3. **Multi-Step Chained Pipeline** — Annie's subagents are single-shot (one prompt, one response). This repo chains steps where each output becomes the next input. Generalizes to: deep research (gather → synthesize → draft → review), email drafting (context → tone → draft → critique), scheduling (constraints → propose → validate → confirm). A generic `run_pipeline(steps)` utility would enable these.

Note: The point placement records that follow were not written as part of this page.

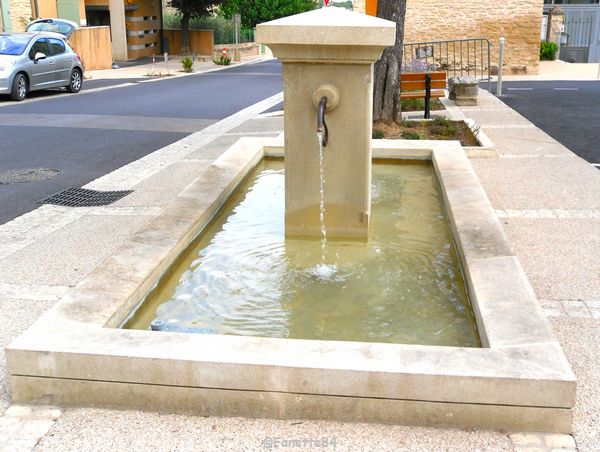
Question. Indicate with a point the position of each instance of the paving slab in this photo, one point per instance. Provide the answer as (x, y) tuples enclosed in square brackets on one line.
[(158, 190), (263, 126), (560, 256), (580, 339), (498, 116), (526, 142), (66, 256), (539, 183), (108, 430), (17, 316)]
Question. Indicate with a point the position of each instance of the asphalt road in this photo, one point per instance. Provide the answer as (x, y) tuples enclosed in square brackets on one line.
[(88, 135), (568, 111)]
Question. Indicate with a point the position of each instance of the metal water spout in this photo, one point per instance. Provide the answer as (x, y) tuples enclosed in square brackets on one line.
[(322, 131)]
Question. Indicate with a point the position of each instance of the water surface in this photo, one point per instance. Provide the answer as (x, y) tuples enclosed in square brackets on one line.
[(242, 277)]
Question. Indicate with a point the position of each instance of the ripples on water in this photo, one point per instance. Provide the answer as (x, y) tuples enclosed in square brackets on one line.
[(402, 286)]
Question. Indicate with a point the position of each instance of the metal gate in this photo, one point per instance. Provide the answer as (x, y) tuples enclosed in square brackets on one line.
[(458, 57), (579, 38)]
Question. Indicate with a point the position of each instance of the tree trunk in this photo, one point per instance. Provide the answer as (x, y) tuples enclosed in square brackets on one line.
[(185, 28), (386, 95)]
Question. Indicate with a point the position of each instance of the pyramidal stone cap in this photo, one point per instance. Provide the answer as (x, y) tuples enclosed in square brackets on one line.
[(328, 27)]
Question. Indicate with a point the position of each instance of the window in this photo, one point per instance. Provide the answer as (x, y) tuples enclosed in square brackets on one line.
[(13, 44), (57, 46), (41, 45)]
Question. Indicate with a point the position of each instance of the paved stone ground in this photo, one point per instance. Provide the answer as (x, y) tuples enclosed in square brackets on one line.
[(545, 196)]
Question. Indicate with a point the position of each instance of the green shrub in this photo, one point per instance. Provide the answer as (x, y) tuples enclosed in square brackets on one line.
[(223, 28), (410, 135), (378, 134), (223, 60), (187, 64), (441, 121), (548, 51)]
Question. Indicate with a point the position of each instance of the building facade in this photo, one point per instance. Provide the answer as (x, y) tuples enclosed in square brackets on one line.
[(135, 24), (581, 37), (519, 21)]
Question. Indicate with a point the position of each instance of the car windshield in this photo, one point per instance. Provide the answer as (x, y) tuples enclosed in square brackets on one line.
[(13, 44), (56, 27)]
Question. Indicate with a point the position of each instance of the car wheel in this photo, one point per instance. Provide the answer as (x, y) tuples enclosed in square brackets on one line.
[(19, 88), (75, 81)]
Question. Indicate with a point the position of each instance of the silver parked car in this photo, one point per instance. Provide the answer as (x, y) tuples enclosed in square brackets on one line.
[(34, 61)]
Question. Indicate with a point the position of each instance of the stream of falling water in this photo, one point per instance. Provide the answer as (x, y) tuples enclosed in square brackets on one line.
[(322, 199)]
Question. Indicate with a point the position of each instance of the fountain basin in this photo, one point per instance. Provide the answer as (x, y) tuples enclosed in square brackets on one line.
[(519, 380), (243, 277)]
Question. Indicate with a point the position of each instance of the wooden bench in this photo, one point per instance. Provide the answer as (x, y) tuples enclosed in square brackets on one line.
[(422, 85)]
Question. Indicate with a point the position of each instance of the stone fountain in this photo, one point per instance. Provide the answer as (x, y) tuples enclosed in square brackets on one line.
[(79, 354), (328, 53)]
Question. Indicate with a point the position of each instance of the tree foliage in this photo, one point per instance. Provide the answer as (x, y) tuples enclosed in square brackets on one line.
[(386, 94), (254, 12), (190, 9)]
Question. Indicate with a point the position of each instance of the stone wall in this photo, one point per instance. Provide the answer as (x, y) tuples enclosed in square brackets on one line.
[(20, 13), (519, 21)]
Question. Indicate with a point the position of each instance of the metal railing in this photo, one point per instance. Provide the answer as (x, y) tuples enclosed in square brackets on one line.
[(458, 57)]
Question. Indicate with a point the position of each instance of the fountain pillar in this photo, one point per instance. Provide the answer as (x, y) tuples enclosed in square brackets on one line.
[(328, 52)]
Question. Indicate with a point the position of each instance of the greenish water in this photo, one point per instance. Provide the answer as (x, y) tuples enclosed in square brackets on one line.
[(242, 277)]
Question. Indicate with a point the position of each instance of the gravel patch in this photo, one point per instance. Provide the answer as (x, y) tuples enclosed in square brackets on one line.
[(579, 339), (539, 183), (560, 256)]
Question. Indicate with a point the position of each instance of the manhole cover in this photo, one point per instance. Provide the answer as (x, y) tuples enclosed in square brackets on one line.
[(26, 175), (82, 197)]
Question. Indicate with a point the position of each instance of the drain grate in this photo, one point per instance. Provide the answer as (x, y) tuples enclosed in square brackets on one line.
[(82, 197)]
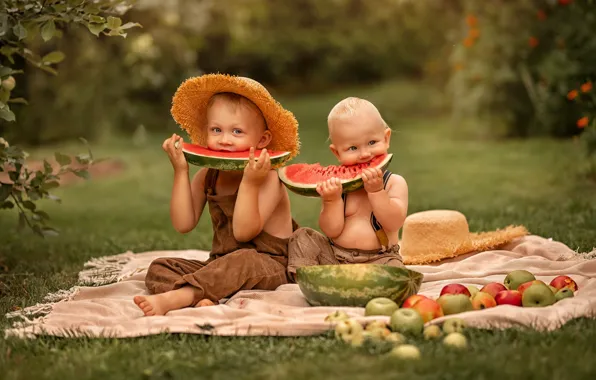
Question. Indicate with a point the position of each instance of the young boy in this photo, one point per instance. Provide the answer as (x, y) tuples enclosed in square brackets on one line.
[(250, 209), (363, 226)]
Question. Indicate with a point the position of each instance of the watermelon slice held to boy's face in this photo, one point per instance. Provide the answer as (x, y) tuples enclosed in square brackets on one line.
[(222, 160), (303, 178)]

4. **Draft Availability Mid-Pipeline** — Notebook is usable after step 3 (generate), before step 4 (validate). User gets a draft immediately while validation runs in background. Annie currently blocks until entire operation completes. For long-running tasks, surfacing intermediate results feels much more responsive.

5. **Validation as Separate LLM Step** — The LLM reviews its own output for undefined variables, missing imports, and logical flow. Transferable to any Annie tool that generates code (`execute_python`, Claude Code delegation, subagent drafts).

## Revised Decision: Kernel-Orchestrated Agent

**Original verdict** was "just use Claude Code CLI." But further exploration revealed that Annie's kernel `AgentOrchestrator` (`orchestrator.py`) natively supports multi-step chained pipelines — making a first-class paper-to-notebook agent trivial to build (~200 lines, zero kernel extensions).

### Architecture

```
Telegram: "Convert this paper: https://arxiv.org/abs/XXXX.XXXXX"
  → Annie intent recognition → kernel TaskQueue.submit(priority=NORMAL)
  → PaperToNotebookOrchestrator (3 stages, Claude API):
      Stage 1: ANALYZE  — httpx downloads PDF, Claude extracts structure/algorithms
      Stage 2: GENERATE — Claude produces complete notebook cells (chained from stage 1)
      Stage 3: VALIDATE — Claude self-reviews for undefined vars, missing imports, fixes
  → .ipynb saved to ~/.her-os/annie/task_results/<task-id>.ipynb
  → Telegram bot sends file attachment
```

### Components Needed

| Component | File | Lines |
|-----------|------|-------|
| Orchestrator subclass | `paper_notebook_agent.py` (new) | ~150 |
| Agent YAML definition | `agents/paper-to-notebook.yaml` (new) | ~15 |
| Tool schema + dispatch | `text_llm.py` (modify) | ~20 |
| ToolAdapter | `tool_adapters.py` (modify) | ~15 |
| Dependency | `requirements.txt` (+nbformat) | 1 |

### Why This Works Natively

- `AgentOrchestrator` (`orchestrator.py:86-283`) — template method pattern, sequential stages with output chaining, per-stage retries, approval gates
- `AgentDiscovery` (`agent_discovery.py:124-272`) — YAML-driven, hot-reload on file change
- `TaskQueue` (`task_queue.py:32-327`) — priority scheduling, persistence, voice gating
- `task_delivery.py` — result files for Telegram pickup
- `httpx` already in requirements (for arXiv PDF download)
- Claude `AsyncAnthropic` already wired in `subagent_tools.py`

### Prompts to Steal from VizuaraAI Repo

The 4 prompt templates in `backend/app.py` (lines 60-255) are MIT-licensed. Key elements:
- 11-section notebook structure (title → problem intuition → imports → dataset → model → loss → baseline → main algorithm → inference → experiment → visualizations → summary)
- Constraint forcing: "NO placeholders", "use REAL PyTorch", explicit section count
- Validation checklist: undefined variables, missing imports, syntax errors, logical flow

We collapse their 4 steps to 3 (merge analyze+design into one Claude call — Claude handles both well in a single pass).

## Stealable Patterns (General)

Quick wins (#1 JSON repair, #2 concurrency semaphore) are adoptable independently of this project. See "Patterns Transferable to Annie" sections above.